Das Buch von Britney Spears hat schon bei Erscheinen meine Neugierde geweckt. Ich bin zwar kein Fan der Sängerin, mag aber ein paar ihrer Lieder und habe natürlich auch einiges über ihr Leben über die Medien mitbekommen.
Nachdem ich einige Rezensionen und Videos zu ihrer Lebensgeschichte gesehen habe, wollte ich ihre Biografie unbedingt lesen.

Schon von klein auf ist Musik und Tanz wichtig für Britney. So ist auch nicht verwunderlich, dass sie eines Tages wirklich auf der Bühne landet. Als Kind und Teenager war sie, wie so viele andere bekannte Musiker:innen und Schauspieler:innen, beim sogenannten Mickey Mouse Club. Dort verliebte sie sich später auch in Justin Timberlake. Zwischen den Zeilen kann man immer noch herauslesen, dass er ihr das Herz brach. Ein Vorfall, auf den ich hier nicht näher eingehen möchte, hat mich entsetzt und lässt Justin nun für mich in einem ganz anderen Licht dastehen...

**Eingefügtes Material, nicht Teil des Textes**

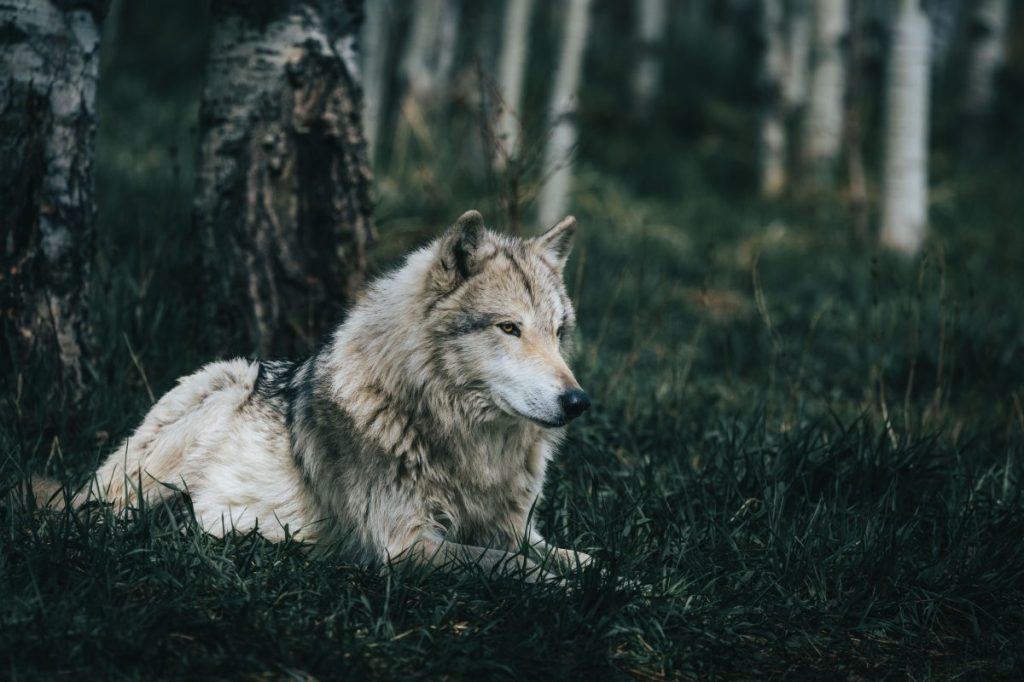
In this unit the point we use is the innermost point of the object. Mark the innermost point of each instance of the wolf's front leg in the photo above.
(436, 551)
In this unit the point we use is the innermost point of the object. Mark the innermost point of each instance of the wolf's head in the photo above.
(502, 322)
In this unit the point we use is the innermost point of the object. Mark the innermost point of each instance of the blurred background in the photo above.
(727, 161)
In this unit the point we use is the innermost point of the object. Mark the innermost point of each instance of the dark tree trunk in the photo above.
(284, 200)
(49, 56)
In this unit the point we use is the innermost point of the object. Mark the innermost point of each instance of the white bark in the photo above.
(904, 200)
(49, 58)
(651, 26)
(988, 48)
(772, 125)
(376, 42)
(430, 51)
(557, 169)
(822, 138)
(511, 70)
(798, 52)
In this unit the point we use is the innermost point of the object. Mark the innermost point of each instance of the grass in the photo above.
(804, 455)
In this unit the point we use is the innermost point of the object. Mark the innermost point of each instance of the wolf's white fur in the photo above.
(417, 432)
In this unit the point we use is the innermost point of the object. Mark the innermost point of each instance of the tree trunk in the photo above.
(375, 49)
(284, 199)
(798, 52)
(989, 23)
(49, 56)
(511, 70)
(562, 125)
(430, 53)
(651, 26)
(822, 138)
(904, 200)
(772, 123)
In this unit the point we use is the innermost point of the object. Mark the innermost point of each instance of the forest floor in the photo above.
(804, 456)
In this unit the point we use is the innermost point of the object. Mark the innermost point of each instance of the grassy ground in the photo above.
(806, 456)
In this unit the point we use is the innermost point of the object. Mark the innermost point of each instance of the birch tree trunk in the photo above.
(904, 200)
(822, 138)
(375, 48)
(772, 124)
(562, 125)
(798, 53)
(284, 199)
(987, 52)
(430, 53)
(651, 26)
(49, 56)
(511, 70)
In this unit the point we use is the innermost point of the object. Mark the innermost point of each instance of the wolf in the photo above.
(421, 430)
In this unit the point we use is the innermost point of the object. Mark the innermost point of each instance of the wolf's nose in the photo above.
(573, 402)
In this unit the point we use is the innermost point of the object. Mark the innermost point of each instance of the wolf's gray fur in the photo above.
(421, 430)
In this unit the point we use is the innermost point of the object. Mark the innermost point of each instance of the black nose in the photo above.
(573, 402)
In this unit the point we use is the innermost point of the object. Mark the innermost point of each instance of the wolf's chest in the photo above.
(494, 488)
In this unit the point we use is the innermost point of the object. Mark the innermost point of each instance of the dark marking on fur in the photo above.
(468, 322)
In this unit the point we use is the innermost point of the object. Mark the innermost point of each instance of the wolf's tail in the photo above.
(152, 464)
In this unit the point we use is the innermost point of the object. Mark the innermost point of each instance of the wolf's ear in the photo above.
(555, 245)
(460, 252)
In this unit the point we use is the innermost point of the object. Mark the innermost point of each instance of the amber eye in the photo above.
(509, 328)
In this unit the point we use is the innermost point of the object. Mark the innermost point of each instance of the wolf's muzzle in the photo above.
(573, 403)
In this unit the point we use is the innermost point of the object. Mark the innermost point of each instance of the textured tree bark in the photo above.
(49, 56)
(772, 124)
(904, 199)
(822, 134)
(284, 202)
(557, 155)
(511, 70)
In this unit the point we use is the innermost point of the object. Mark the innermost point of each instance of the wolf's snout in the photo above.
(573, 402)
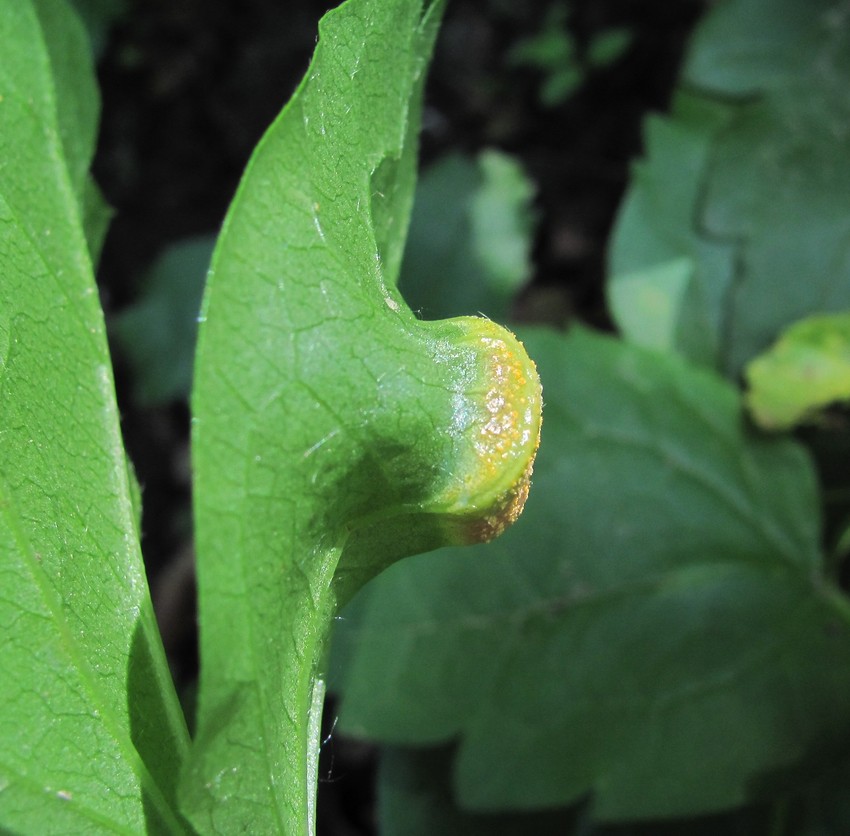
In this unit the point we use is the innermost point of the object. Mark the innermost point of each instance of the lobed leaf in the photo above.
(655, 631)
(334, 432)
(759, 235)
(91, 735)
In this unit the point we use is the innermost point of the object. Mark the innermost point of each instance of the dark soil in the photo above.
(188, 88)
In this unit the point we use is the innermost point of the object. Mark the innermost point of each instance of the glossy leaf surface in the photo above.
(334, 432)
(661, 597)
(91, 735)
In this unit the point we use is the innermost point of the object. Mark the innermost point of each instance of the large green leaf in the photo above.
(760, 235)
(655, 630)
(334, 432)
(91, 735)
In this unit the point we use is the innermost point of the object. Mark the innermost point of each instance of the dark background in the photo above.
(188, 88)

Wie man ohne Folgen einen Menschen für so lange Zeit der Freiheit berauben und einsperren kann, lässt mich noch immer entsetzt zurück. 13 Jahre war Britney ihrem alkoholkranken Vater und dem amerikanischen Staat ausgeliefert. Ihr Vater hat sie entmündigt und ihr jegliche Selbstbestimmung genommen. Einzig das Geld, der von ihm vorgeschriebenen Auftritte, hat er genommen und ein Leben in Saus und Braus geführt, während Britney von einem Auftritt zum nächsten hetzten musste. Statt seine Tochter nach einer gescheiterten Ehe und einer Wochenbettdepression zu unterstützen, hat er sie für verrückt erklärt und wurde von seiner Frau, die sich von ihm getrennt hatte, als Britney ein Kind war, noch unterstützt. Diese Frau und Mutter, die genau wusste, was er ihr und den Kindern damals angetan hat....es macht einfach nur sprachlos!

Wie die Musikindustrie und die Medien zu dieser Zeit mit Britney umgegangen ist, ist schändlich.
Als Frau war und ist man den männlichen Produzenten, Journalisten usw. wirklich ausgeliefert. Kein männlicher Sänger oder Schauspieler wird für seine Aktionen so vor den Pranger gestellt, denn für sie gelten andere Maßstäbe. Männer bekommen andere Interviewfragen, können unzählige Affären haben, Drogenexzesse abliefern oder Zimmer zertrümmern und werden nicht als verrückt hingestellt - wobei Britney diese Dinge gar nicht getan hat! Trotzdem wurde sie als verrückt abgestempelt und eingesperrt.

Dadurch, dass die Biografie mehrere Jahrzehnte abdeckt und nicht wirklich viele Seiten hat, leidet sie ein wenig unter Oberflächlichkeit. Der Schreibstil ist sehr einfach gehalten und es gibt auch einige Fehler in der deutschen Ausgabe (trotz oder gerade deswegen?) der vielen Übersetzer und dem Zeitdruck. Die Biografie wurde weltweit am selben Tag veröffentlicht, was vielleicht als Erklärung herhalten kann, aber einen so großen Verlag nicht passieren dürfte!

Diese Biografie ist erschütternd und aufwühlend. Dass sich Britneys Söhne von ihr abgewandt haben, obwohl sie alles für die Beiden gab, ist traurig. Ich wünsche Britney alles Glück der Welt und dass sie Hilfe bekommt, nach allem was sie bisher durchmachen musste.

Eine Bewertung möchte ich hier nicht abgeben, denn wie soll man das Leben eines anderen Menschen wirklich bewerten?

Fazit:
Bewegend, aufwühlend und schockierend! Ein Leben, welches niemand haben möchte.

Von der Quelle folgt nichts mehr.